Angioimmunoblastic t-cell lymphoma is usually first treated with chemotherapy regimens such as CHOP (cyclophosphamide, doxorubicin, vincristine, prednisone), dose intense regimens such as Hyper-CVAD (cyclophosphamide, vincristine, doxorubicin, dexamethasone), or non-adriamycin based chemotherapy, radiation or high-dose chemotherapy followed by an autologous stem cell transplant (stem cell transplant in which a patient receives their own stem cells). Once a patient has disease that has relapsed, alternative therapies are indicated such as pralatrexate (Folotyn). Other salvage chemotherapies such as a gemcitabine (Gemzar) containing regimen, or an allogeneic stem cell transplant (stem cell transplant in which a patient receives stem cells from a donor). Several drugs currently being tested in clinical trials are showing promise.

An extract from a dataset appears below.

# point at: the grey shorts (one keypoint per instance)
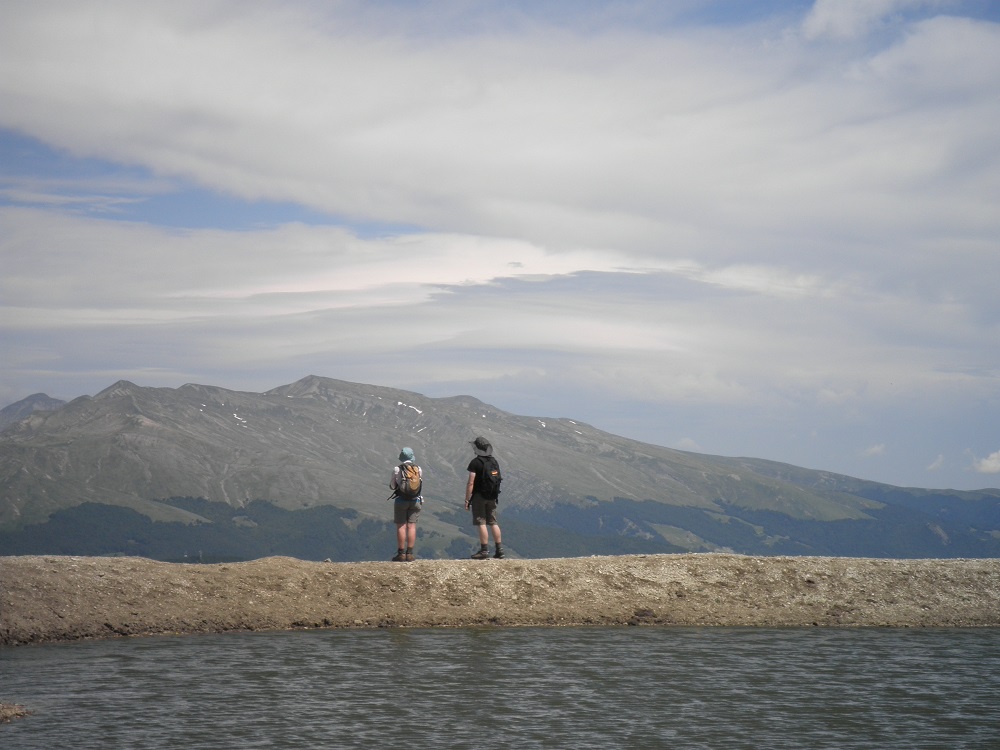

For example, a new class of drugs, known as histone deacetylase inhibitors, which include the drugs suberoylanilide hydroxamic acid (SAHA) and vorinostat (Zolinza), have been effective in the treatment of a variety of t-cell lymphomas.
For mycosis fungoides, treatment is either directed at the skin or the entire body (systemic). Because Sezary syndrome is chronic and systemic (affecting the entire body), it is usually not treated with skin-directed therapies alone. Treatments may be prescribed alone or in combination to achieve the best long-term benefit. Other treatments include: ultraviolet light (PUVA, UVB); denileukin diftitox (Ontak); narrow-band UVB); extracorporeal photopheresis; topical steroids; gemcitabine (Gemzar); nitrogen mustard; interferon; liposomal doxorubicin (Doxil); retinoids (bexarotene gel); mMethotrexate (Trexall); local radiation; oral retinoids (bexarotene capsules); total skin electron beam therapy; romidepsin (Istodax); vorinostat (Zolinza). Some second-line therapies include the above or bortezomib (Velcade), chlorambucil (Leukeran), cyclophosphamide (Cytoxan), etoposide (Toposar), pentostatin (Nipent), and temozolomide (Temodar). There are several treatments being tested in clinical trials for cutanious t-cell, including allogeneic stem cell transplant; lenalidomide (Revlimid); autologous dendritic cell vaccine; mogamulizumab (KW-0761); bortezomib (Velcade); pralatrexate (Folotyn); enzastaurin; vorinostat (Zolinza); forodesine (BCX-1777); and zanolimumab (HuMax-CD4).
T-cell leukemias are a poorly defined group of diseases that show up in the blood. These include slow-growing diseases such as t-cell granular lymphocytic leukemia, or faster-growing diseases such as aggressive NK-cell leukemia. There are other rare cancers of the immune system that are neither b-cell nor t-cell lymphomas, but involve other types of white blood cells such as histiocytic and dendritic cell neoplasms.